50 Bootstrap

50.1 Rationale

Suppose \(X_1, X_2, \ldots, X_n {\; \stackrel{\text{iid}}{\sim}\;}F\). If the edf \(\hat{F}_{{\boldsymbol{X}}}\) is an accurate approximation for the true cdf \(F\), then we can utilize \(\hat{F}_{{\boldsymbol{X}}}\) in place of \(F\) to nonparametrically characterize the sampling distribution of a statistic \(T({\boldsymbol{X}})\).

This allows for the sampling distribution of more general statistics to be considered, such as the median or a percentile, as well as more traditional statistics, such as the mean, when the underlying distribution is unknown.

When we encounter modeling fitting, the bootstrap may be very useful for characterizing the sampling distribution of complex statistics we calculate from fitted models.

50.2 Big Picture

We calculate \(T({\boldsymbol{x}})\) on the observed data, and we also form the edf, \(\hat{F}_{{\boldsymbol{x}}}\).

To approximate the sampling distribution of \(T({\boldsymbol{X}})\) we generate \(B\) random samples of \(n\) iid data points from \(\hat{F}_{{\boldsymbol{x}}}\) and calculate \(T({\boldsymbol{x}}^{*(b)})\) for each bootstrap sample \(b = 1, 2, \ldots, B\) where \({\boldsymbol{x}}^{*(b)} = (x_1^{*(b)}, x_2^{*(b)}, \ldots, x_n^{*(b)})^T\).

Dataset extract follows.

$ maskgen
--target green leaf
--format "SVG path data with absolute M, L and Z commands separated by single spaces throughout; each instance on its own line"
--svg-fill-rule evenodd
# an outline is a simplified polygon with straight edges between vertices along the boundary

Sampling \(X_1^{*}, \ldots, X_n^{*} {\; \stackrel{\text{iid}}{\sim}\;}\hat{F}_{{\boldsymbol{x}}}\) is accomplished by sampling \(n\) times with replacement from the observed data \(x_1, x_2, \ldots, x_n\).

This means \(\Pr\left(X^{*} = x_j\right) = \frac{1}{n}\) for all \(j\).

50.3 Bootstrap Variance

For each bootstrap sample \({\boldsymbol{x}}^{*(b)} = (x_1^{*(b)}, x_2^{*(b)}, \ldots, x_n^{*(b)})^T\), calculate bootstrap statistic \(T({\boldsymbol{x}}^{*(b)})\).

Repeat this for \(b = 1, 2, \ldots, B\).

Estimate the sampling variance of \(T({\boldsymbol{x}})\) by

\[ \hat{{\operatorname{Var}}}(T({\boldsymbol{x}})) = \frac{1}{B} \sum_{b=1}^B \left(T\left({\boldsymbol{x}}^{*(b)}\right) - \frac{1}{B} \sum_{k=1}^B T\left({\boldsymbol{x}}^{*(k)}\right) \right)^2 \]

50.4 Caveat

Why haven’t we just been doing this the entire time?!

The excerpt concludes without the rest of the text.